Broker tips: Smith & Nephew, AO World, Pearson
Analysts at Berenberg cut their target price on medical equipment manufacturer Smith & Nephew from £20.20 to £18.80 on Friday, stating the firm was now facing a "bumpier road" to the "same destination".
Berenberg, which stood by its 'buy' rating on the stock, said it continues to believe that Smith & Nephew's current share price "materially" undervalues its longer-term revenue growth and margin expansion potential, noting it has "good products" in growth markets, the ability to sell them effectively and a "largely under control" cost base.
However, the German bank stated that with Covid-19 still affecting the business and cost pressures only building, the short-term outlook for S&N was looking "increasingly uncertain", in its view.
"Thus, if we only took a short-term view, we would find it hard to recommend buying Smith & Nephew's shares, but they are so undervalued, in our view, that we simply view any near-term volatility as an opportunity," said the analysts.

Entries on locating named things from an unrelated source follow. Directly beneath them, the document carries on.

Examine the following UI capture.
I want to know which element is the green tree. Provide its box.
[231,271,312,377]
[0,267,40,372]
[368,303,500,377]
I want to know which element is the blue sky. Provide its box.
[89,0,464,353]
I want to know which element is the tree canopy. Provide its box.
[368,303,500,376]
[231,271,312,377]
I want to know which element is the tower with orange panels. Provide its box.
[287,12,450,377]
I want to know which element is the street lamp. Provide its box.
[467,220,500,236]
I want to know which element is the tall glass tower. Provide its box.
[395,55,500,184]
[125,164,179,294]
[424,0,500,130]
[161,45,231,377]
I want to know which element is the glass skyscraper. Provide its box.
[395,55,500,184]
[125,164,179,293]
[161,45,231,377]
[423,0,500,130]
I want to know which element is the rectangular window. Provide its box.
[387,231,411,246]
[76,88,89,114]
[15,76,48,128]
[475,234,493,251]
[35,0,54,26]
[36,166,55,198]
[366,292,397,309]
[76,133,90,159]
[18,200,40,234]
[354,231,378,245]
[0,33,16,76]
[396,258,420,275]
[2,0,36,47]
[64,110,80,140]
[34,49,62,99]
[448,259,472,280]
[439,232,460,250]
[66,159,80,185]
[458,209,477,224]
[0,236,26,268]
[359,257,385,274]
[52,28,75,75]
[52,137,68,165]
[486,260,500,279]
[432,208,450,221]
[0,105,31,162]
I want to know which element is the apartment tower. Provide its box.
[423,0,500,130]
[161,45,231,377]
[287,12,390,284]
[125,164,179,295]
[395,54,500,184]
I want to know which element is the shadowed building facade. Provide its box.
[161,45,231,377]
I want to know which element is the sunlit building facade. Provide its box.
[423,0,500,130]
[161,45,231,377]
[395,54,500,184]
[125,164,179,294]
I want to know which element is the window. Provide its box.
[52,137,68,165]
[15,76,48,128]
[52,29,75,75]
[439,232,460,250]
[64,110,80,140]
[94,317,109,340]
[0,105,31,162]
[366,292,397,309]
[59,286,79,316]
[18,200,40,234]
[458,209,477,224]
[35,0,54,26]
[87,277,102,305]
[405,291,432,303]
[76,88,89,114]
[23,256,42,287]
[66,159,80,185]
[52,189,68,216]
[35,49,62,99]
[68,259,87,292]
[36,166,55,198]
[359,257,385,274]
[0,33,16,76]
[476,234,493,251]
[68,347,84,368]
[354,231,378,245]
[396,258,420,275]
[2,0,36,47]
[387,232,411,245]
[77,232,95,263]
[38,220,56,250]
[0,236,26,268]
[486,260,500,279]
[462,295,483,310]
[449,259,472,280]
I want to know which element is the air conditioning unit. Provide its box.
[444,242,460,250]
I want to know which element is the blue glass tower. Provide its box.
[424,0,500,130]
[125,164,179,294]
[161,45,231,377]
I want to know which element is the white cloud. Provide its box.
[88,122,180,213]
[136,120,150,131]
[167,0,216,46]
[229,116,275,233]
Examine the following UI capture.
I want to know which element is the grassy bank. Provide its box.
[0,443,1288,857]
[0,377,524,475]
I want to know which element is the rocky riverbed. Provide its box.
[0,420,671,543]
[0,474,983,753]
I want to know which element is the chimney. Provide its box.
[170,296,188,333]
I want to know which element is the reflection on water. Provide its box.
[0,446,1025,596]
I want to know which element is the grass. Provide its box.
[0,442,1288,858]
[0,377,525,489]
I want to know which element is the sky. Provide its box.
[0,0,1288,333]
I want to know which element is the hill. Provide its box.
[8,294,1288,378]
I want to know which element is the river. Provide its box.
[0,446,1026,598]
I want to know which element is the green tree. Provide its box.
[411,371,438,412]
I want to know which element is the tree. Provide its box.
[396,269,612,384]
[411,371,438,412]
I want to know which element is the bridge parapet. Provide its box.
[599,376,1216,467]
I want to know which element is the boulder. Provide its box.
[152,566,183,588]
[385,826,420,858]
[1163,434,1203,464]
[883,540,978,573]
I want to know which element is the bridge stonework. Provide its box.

Analysts at Jefferies reiterated their 400.0p target price on shares of AO World on Friday despite stating the firm was just another in a long line of retailers to face "challenging" 2020 comparatives.
AO World reported that group revenues for the six months to 30 September grew just 5% year-on-year and 66% on a two-year basis and added that it expects revenue growth in the second half to be at a similar rate to the first six months.
While Jefferies noted the half had been impacted by driver shortages and supply chain disruption, more concerningly, it said, was that the competitive environment in Germany seemed to have "stepped up markedly", with revenue growth of 3% well below its full-year estimates of 35% growth.
After combing through the firm's guidance, Jefferies also stated that AO's "unscheduled and disappointing" update implied a roughly £10.0m hit to full-year underlying earnings.
"We see the UK shortfall as fairly understandable, given well-known challenges around driver shortages, global supply chains, and the difficulties of predicting growth against demanding comparatives. The situation in Germany, however, is going to require deeper consideration - just as the model had appeared to be fixed, a new layer of competitive challenge seems to have emerged. Once again, AO has questions to answer regarding its international growth aspirations," concluded Jefferies.
Citi said on Friday that the overall risk/reward on education publisher Pearson "tilts positively".
The bank, which rates the shares at 'buy', said there is a risk in the run-up to the third quarter that Pearson investors "miss the wood for the trees".
Citi noted that for the first time in more than a decade, there is a prospect of enrolment growth in US higher education. It also said that Pearson+ will likely be additive to growth over time and could be a catalyst for a re-rating.
Finally, the bank said the recent selloff in the shares has created an "interesting valuation opportunity".